I look at the world’s economic problems these days and my mind turns to poetry. I think of W.H. Auden’s tragically appropriate poem, September 1, 1939, which speaks of “…hapless governors wake/to renew their compulsory games/who can release them now…” And of the last lines of T.S. Eliot’s Hollow Men: “This is the way the world ends/This is the way the world ends/Not with a bang, but a whimper.”
Today I read about leaders of Europe’s big four economies (Germany, France, Italy and Spain) meeting to try, yet again, to do something constructive about their euromess. They will of course settle noting of consequences in this regard. The same way the just completed election in Greece did nothing to solve these problems The way a G-20 meeting a few days back in Mexico, a meeting of leaders of the world’s 20 largest economies, did nothing of consequence. And the way that another meeting next week of the 17 leaders of all the countries in the EU will doubtless…well, you get the idea.
Here’s the simple truth. There are no near-term nor probably mid-term solutions to these problems. The western world overspent for decades and now can’t repay the bills.
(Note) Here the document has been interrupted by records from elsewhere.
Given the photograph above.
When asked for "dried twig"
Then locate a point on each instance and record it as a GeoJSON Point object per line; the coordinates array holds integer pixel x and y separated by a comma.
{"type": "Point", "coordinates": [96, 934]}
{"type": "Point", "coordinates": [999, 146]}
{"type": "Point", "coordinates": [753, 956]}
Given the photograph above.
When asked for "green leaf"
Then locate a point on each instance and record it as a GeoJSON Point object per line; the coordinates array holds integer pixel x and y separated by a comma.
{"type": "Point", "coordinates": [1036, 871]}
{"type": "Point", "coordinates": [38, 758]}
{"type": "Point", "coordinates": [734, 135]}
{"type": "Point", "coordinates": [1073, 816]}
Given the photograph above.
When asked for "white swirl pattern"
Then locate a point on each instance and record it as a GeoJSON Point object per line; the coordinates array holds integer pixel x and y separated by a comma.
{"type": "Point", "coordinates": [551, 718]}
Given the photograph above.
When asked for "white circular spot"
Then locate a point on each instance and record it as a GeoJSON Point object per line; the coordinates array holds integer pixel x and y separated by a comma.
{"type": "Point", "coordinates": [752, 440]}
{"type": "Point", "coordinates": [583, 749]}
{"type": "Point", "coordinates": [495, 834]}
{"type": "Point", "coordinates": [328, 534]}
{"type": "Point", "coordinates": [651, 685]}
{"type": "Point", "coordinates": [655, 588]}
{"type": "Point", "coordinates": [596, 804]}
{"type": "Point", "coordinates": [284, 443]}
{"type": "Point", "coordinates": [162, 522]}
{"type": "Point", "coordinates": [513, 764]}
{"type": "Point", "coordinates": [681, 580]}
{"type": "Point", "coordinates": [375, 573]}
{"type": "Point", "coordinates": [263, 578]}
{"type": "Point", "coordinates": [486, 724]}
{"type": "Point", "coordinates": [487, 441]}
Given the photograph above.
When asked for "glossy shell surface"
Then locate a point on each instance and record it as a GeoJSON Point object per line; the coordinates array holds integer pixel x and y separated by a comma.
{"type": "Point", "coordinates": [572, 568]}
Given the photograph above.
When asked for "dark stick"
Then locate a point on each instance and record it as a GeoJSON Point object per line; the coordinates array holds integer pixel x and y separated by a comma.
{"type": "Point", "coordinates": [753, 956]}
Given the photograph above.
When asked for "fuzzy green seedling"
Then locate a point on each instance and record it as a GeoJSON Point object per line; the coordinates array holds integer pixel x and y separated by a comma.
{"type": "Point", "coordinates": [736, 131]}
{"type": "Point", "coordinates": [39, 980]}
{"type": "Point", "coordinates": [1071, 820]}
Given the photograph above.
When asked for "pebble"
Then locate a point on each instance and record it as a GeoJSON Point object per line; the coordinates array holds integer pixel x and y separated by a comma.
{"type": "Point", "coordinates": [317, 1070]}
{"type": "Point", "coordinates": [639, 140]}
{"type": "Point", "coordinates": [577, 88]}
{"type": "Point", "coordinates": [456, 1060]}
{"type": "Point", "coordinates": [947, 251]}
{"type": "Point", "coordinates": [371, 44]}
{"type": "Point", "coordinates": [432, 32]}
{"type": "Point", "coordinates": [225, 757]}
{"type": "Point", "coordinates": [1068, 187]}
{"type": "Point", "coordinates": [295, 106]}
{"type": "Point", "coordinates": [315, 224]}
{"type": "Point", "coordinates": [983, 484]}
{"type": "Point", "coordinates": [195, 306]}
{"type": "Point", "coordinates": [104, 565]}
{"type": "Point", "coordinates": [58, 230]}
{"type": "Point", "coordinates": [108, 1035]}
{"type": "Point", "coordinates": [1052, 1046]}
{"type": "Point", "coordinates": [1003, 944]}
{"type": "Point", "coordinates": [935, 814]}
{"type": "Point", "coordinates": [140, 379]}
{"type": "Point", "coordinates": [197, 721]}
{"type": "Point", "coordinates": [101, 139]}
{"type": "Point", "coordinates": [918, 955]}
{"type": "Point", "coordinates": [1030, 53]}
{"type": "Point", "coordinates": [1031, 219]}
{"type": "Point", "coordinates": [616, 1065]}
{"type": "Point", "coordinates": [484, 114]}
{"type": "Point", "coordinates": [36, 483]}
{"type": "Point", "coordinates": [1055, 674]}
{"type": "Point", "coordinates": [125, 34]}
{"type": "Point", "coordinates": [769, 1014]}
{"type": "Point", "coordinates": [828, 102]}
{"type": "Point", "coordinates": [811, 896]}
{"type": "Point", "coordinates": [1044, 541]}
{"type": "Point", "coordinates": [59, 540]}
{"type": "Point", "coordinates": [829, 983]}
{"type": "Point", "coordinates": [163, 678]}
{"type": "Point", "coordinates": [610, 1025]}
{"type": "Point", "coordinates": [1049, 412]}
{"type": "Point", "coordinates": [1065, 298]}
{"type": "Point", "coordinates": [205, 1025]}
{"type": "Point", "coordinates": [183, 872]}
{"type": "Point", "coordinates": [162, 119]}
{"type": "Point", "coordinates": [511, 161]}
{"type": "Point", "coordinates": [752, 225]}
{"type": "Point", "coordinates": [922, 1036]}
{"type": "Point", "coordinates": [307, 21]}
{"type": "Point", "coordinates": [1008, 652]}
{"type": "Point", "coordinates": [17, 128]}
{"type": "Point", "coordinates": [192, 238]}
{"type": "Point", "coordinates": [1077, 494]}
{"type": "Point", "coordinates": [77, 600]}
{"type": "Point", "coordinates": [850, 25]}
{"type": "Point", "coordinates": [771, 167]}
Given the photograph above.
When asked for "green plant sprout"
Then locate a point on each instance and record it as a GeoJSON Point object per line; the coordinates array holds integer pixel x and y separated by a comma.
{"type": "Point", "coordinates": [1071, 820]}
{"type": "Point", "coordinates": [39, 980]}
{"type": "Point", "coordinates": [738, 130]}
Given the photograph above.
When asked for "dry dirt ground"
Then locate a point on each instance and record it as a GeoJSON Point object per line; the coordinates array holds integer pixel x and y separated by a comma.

Austerity won’t fix things. Neither will pumping out a lot more government issued play money because even if this didn’t generate inflation, structural idiocies generated over decades ensure that the extra lolly produced will get scooped up by the top one percent, easing the consuming capacities and pain of others not a whit.
Hapless governors. Whimpering. Meeting again and again to posture a bit more to puff up capital markets another day or two, capital markets whose primary aim is no longer to invest in productive job-creating ventures, but derivative-based gambling.